Tengo lo más importante, que es el estímulo. He hecho una lista con medio centenar de ensayos para leer este año y no renuncio a uno solo de ellos. Ni a transformar toda esa lectura en alguna forma de creación. Kant escribió sus tres obras más decisivas con 57, 64 y 66 años. Dice Pérez Valencia que él dibuja como si le esperara el MOMA y yo sólo puedo no ya escribir sino vivir de la misma forma. De esa manera tozuda, ilusoria, fatua y descabellada. Pensando que a la vuelta de la esquina me espera algo relevante, algo bueno, algo memorable. Algo que me hará sentir (una vez más) que el placer es mío.
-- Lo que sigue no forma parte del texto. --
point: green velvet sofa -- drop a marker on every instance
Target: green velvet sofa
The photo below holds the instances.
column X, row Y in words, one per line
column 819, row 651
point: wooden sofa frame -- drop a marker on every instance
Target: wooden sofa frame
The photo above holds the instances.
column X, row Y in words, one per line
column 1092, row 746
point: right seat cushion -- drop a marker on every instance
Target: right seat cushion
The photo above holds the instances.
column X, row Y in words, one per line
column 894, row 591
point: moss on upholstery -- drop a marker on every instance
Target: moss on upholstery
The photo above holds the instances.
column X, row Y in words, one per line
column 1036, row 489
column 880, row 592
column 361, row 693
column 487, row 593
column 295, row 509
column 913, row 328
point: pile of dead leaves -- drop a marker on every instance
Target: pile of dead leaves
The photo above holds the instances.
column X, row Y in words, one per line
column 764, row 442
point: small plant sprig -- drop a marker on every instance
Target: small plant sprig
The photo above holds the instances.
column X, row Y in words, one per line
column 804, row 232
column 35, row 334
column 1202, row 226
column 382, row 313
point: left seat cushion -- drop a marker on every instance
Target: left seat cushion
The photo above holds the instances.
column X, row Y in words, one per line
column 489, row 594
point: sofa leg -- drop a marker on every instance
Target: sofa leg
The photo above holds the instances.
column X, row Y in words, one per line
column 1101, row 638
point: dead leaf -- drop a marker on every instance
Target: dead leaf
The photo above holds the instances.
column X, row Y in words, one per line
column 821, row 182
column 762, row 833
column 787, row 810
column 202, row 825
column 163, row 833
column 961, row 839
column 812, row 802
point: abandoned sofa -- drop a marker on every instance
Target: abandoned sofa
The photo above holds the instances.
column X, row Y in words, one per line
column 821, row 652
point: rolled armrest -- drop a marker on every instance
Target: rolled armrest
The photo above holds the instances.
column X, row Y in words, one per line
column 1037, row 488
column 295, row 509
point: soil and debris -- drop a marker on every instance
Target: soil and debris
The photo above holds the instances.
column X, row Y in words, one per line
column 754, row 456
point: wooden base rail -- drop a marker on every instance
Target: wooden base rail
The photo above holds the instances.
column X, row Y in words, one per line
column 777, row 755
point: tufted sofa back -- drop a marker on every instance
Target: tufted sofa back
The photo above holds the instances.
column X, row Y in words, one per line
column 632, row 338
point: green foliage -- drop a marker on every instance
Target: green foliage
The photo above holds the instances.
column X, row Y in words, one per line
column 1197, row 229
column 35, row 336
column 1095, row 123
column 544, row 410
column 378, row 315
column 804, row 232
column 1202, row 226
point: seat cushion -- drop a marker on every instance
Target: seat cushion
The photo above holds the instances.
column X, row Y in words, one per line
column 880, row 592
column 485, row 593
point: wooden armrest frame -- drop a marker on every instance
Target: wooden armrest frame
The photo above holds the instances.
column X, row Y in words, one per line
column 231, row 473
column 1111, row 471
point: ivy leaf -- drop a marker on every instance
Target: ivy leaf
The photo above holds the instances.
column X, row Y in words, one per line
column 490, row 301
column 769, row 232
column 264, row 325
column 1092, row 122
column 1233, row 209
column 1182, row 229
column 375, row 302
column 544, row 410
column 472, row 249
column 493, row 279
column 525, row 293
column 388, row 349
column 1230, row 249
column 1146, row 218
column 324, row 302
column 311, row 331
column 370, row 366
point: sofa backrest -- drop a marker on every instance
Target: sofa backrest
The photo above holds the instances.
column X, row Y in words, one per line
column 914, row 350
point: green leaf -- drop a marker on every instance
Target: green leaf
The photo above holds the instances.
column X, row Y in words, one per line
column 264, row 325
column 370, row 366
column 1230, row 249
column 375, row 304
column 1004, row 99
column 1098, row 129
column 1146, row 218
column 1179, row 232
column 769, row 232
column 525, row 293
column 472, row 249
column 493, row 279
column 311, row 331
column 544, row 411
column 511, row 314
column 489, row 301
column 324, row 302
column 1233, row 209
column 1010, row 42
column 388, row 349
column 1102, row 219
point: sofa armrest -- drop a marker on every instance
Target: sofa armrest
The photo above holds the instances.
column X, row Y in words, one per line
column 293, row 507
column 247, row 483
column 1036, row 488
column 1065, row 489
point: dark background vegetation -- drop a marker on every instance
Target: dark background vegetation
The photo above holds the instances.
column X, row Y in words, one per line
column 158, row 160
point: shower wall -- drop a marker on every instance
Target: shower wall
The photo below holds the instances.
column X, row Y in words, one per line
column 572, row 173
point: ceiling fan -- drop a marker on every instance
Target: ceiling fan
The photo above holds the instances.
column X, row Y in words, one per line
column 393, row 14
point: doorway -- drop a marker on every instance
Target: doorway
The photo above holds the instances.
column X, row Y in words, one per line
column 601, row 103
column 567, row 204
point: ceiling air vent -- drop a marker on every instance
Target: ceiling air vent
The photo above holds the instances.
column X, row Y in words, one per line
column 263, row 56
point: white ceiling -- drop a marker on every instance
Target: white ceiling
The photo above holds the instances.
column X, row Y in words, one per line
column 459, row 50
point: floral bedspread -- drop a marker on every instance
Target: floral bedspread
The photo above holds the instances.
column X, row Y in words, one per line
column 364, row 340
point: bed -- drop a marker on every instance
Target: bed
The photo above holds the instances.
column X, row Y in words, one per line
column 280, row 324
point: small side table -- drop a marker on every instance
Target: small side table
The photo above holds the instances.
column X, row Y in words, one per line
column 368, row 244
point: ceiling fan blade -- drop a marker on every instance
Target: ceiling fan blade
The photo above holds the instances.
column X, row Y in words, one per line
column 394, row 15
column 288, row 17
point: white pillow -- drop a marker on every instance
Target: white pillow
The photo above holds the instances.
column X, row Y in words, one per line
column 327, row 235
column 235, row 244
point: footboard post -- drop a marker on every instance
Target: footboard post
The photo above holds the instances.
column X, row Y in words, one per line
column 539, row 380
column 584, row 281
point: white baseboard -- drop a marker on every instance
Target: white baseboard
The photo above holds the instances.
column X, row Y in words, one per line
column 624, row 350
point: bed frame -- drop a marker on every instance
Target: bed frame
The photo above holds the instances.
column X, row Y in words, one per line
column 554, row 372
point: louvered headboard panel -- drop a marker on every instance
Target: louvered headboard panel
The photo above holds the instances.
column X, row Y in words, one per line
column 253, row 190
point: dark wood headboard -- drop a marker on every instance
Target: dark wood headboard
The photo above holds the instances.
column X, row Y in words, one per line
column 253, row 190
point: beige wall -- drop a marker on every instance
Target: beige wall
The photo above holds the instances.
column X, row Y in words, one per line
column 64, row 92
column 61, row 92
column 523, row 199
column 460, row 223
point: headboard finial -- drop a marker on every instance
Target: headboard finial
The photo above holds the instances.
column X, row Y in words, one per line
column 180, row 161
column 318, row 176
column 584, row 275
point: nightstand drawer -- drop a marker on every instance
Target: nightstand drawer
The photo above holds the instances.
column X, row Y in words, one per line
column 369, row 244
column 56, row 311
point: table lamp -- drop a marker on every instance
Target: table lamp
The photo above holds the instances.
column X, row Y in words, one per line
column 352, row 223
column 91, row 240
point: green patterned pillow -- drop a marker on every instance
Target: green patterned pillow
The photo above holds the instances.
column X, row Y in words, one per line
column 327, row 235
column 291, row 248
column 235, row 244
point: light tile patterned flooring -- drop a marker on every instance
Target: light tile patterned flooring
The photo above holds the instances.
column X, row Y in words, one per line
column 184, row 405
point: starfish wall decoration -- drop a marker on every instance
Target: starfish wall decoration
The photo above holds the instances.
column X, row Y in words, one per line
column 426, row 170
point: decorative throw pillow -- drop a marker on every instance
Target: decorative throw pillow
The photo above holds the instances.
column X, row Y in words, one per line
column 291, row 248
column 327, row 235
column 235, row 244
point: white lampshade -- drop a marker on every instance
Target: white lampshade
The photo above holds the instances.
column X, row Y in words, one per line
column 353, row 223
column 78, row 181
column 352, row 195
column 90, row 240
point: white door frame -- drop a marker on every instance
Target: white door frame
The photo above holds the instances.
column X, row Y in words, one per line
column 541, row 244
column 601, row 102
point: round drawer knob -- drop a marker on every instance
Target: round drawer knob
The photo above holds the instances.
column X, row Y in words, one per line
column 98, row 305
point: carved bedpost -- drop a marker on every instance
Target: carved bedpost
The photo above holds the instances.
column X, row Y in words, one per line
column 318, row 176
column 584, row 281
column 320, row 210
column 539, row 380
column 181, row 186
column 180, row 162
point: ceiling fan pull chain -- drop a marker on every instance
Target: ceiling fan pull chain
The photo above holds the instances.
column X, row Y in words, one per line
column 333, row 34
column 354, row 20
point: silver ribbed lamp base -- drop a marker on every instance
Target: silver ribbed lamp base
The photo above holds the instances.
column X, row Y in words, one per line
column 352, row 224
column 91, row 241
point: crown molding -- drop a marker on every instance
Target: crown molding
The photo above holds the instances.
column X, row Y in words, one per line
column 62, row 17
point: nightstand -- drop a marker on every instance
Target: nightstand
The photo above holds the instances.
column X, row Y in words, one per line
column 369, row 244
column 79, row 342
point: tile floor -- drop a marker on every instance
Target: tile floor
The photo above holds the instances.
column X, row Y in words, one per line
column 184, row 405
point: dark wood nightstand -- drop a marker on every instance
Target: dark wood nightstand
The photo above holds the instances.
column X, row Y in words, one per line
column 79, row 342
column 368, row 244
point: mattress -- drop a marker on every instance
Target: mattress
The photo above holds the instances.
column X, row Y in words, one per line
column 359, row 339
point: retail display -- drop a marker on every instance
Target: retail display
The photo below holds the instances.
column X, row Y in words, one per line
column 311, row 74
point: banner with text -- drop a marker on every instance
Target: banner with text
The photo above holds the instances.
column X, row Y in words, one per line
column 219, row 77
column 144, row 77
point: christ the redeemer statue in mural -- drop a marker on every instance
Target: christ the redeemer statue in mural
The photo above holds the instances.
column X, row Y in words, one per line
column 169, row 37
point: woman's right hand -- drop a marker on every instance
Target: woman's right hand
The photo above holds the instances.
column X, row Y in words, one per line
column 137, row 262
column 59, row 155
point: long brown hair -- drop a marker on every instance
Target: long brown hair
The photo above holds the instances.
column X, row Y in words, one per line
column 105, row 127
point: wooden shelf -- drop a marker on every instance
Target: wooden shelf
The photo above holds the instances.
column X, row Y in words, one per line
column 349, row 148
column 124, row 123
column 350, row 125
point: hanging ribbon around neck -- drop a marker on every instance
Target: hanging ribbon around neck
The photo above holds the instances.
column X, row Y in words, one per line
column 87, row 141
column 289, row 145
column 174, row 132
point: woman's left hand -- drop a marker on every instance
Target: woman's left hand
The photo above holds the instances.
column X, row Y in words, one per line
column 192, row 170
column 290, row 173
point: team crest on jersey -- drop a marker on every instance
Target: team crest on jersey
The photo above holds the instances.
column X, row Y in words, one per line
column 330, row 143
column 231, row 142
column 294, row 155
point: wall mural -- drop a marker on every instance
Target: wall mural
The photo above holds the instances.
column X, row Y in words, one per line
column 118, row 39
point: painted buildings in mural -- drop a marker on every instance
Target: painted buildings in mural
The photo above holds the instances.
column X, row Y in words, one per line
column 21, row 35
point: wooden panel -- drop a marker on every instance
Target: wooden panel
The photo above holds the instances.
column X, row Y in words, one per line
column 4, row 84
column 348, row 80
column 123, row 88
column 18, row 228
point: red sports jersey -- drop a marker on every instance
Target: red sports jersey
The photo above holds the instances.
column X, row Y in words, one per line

No renuncio ni a esta ilusión ni a cualquier otro de mis deleites más mundanos. Los desayunos lentos de los fines de semana, pasear por el río en el momento de la puesta de sol, regresar caminando de la oficina, volver a Lisboa este próximo verano, hacer con unos amigos ese viaje a París que quedó pendiente de una ocasión anterior.
Superado con toda probabilidad el ecuador de mi vida, no me siento como si tuviera toda la vida por delante, pero sí como si esa vida por delante fuera lo único que me importara. Y en realidad es así. Es la única que me importa, porque es la única que me queda. Estar de vuelta podría tener sentido si se pudiera volver atrás, pero no se puede. Y además siempre lo he detestado: para mí cualquier pasado fue peor. Sé que me queda menos por vivir de lo que ya he vivido pero eso no es sino un acicate para aprovechar todas las mañanas que vengan, aun si se presentan grises. Tampoco al placer de los días nublados renuncio.